La sharing economy arriva in cantina, per raccogliere le sfide dei cambiamenti climatici, dell’evoluzione dei consumi e dei nuovi mercati, mettendo a sistema la ricerca in cantina, in vigna e nella comunicazione: ecco Vintegra, il progetto di cooperazione tra Assoenologi e Federvini che, dal 2018, darà vita ad un sistema specializzato e garantito di servizi integrati basato sui principi dell’economia della condivisione e dell’accesso, con l’obiettivo di ottimizzare gli investimenti delle imprese per le loro necessità tecniche.

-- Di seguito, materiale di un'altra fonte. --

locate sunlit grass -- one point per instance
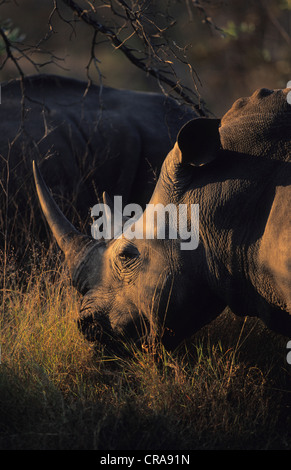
(227, 388)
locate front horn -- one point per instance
(74, 244)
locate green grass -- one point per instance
(227, 388)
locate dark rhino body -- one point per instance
(86, 142)
(242, 183)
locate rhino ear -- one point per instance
(199, 141)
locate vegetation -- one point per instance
(57, 392)
(229, 386)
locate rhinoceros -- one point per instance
(238, 170)
(87, 140)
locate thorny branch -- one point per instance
(154, 60)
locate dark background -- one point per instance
(240, 47)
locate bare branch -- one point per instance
(134, 55)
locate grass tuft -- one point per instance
(227, 388)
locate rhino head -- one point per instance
(135, 287)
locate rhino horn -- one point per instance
(74, 244)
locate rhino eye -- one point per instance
(128, 253)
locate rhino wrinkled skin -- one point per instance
(86, 140)
(239, 172)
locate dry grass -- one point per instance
(229, 388)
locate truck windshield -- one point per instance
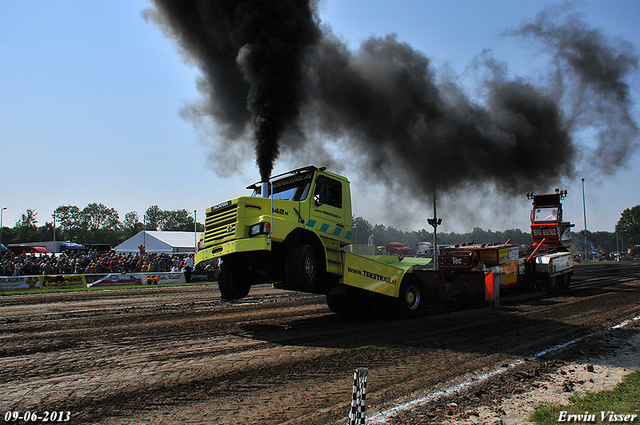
(292, 188)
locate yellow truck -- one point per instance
(294, 232)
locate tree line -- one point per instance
(97, 223)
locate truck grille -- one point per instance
(220, 224)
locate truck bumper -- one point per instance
(258, 243)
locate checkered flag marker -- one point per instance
(358, 407)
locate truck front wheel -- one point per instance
(231, 284)
(411, 301)
(301, 268)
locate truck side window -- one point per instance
(328, 191)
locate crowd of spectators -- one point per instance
(89, 262)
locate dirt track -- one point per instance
(181, 355)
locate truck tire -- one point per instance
(412, 299)
(301, 268)
(231, 284)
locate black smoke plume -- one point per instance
(270, 68)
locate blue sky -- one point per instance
(91, 97)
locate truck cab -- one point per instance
(289, 232)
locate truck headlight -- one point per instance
(259, 229)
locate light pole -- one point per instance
(584, 208)
(435, 222)
(1, 213)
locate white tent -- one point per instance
(161, 242)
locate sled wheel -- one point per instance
(231, 283)
(301, 268)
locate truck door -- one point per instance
(327, 215)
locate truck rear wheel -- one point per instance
(412, 299)
(231, 284)
(301, 268)
(354, 303)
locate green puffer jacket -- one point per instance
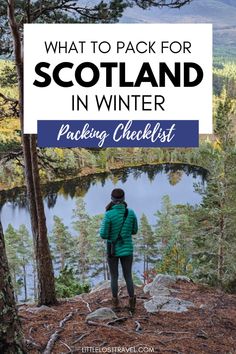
(111, 225)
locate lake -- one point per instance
(144, 188)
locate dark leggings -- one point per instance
(126, 263)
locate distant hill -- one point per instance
(221, 13)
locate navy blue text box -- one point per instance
(113, 133)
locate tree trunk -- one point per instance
(11, 340)
(46, 284)
(45, 275)
(220, 270)
(25, 282)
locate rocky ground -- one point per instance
(209, 326)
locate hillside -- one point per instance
(208, 327)
(221, 13)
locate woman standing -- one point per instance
(118, 226)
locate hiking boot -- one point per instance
(115, 303)
(132, 303)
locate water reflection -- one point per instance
(144, 188)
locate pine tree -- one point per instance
(25, 252)
(12, 243)
(216, 237)
(11, 339)
(81, 226)
(147, 244)
(62, 243)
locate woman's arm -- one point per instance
(135, 224)
(105, 227)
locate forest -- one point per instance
(198, 241)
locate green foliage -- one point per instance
(68, 286)
(19, 254)
(8, 77)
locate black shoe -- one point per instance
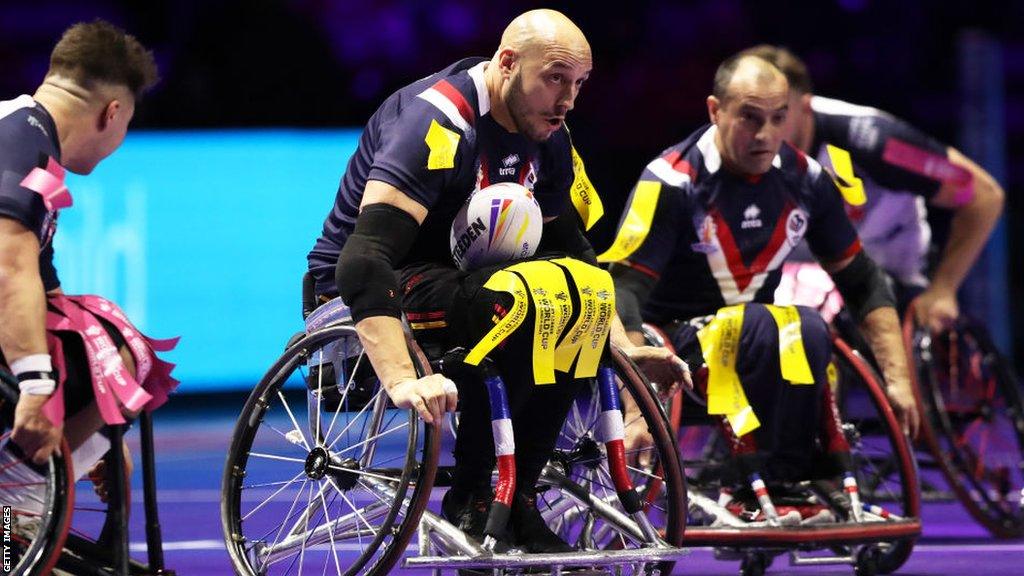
(531, 533)
(470, 516)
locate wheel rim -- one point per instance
(312, 480)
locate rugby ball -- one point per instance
(496, 224)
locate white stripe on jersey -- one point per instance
(660, 168)
(446, 107)
(719, 265)
(713, 160)
(482, 97)
(9, 107)
(840, 108)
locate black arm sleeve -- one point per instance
(632, 289)
(563, 236)
(365, 274)
(863, 286)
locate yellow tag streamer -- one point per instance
(585, 198)
(502, 281)
(792, 356)
(442, 144)
(587, 337)
(720, 343)
(547, 286)
(851, 187)
(636, 224)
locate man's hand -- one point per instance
(430, 396)
(936, 309)
(901, 399)
(662, 367)
(33, 430)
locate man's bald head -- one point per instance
(546, 31)
(745, 73)
(537, 73)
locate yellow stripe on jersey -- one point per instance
(636, 224)
(442, 144)
(585, 198)
(851, 187)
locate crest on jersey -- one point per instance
(530, 178)
(751, 218)
(706, 237)
(796, 227)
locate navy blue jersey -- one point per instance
(893, 223)
(28, 140)
(718, 239)
(436, 141)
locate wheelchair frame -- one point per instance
(71, 551)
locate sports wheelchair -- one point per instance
(73, 531)
(327, 475)
(864, 474)
(971, 402)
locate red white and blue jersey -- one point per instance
(718, 239)
(28, 140)
(436, 141)
(893, 223)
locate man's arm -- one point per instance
(23, 333)
(970, 228)
(869, 299)
(382, 335)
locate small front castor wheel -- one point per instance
(867, 561)
(755, 564)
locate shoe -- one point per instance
(793, 505)
(530, 532)
(470, 516)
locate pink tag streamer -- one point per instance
(110, 376)
(908, 157)
(49, 183)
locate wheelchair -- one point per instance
(971, 402)
(873, 494)
(975, 424)
(72, 530)
(325, 474)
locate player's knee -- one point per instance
(759, 335)
(816, 337)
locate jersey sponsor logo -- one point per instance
(863, 132)
(529, 177)
(509, 165)
(796, 225)
(751, 218)
(707, 234)
(474, 231)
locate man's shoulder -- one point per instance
(452, 96)
(686, 162)
(25, 133)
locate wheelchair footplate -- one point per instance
(444, 546)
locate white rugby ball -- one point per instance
(498, 223)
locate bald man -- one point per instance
(424, 152)
(730, 202)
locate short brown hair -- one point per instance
(99, 51)
(794, 68)
(726, 70)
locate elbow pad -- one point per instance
(365, 274)
(562, 236)
(863, 286)
(632, 289)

“Vogliamo applicare i principi della sharing economy all’interno della filiera vitivinicola - spiega Riccardo Cotarella, presidente Assoenologi - mettendo a sistema la professionalità dell’Enologo. Questo vuol dire avere la possibilità di portare a fattore comune competenze e tecniche per parlare al mondo con un’unica voce di eccellenza e qualità”. “L’esigenza di un coordinamento è sempre più urgente - gli fa eco Sandro Boscaini, presidente Federvini - partendo dalla necessità di avere una qualità reale e percepita sempre più alta ed uniforme: ogni singolo prodotto è oggi ambasciatore del “saper fare” italiano e quindi deve poter attingere da una rete di competenze tecniche, culturali e promozionali che devono diventare patrimonio comune”.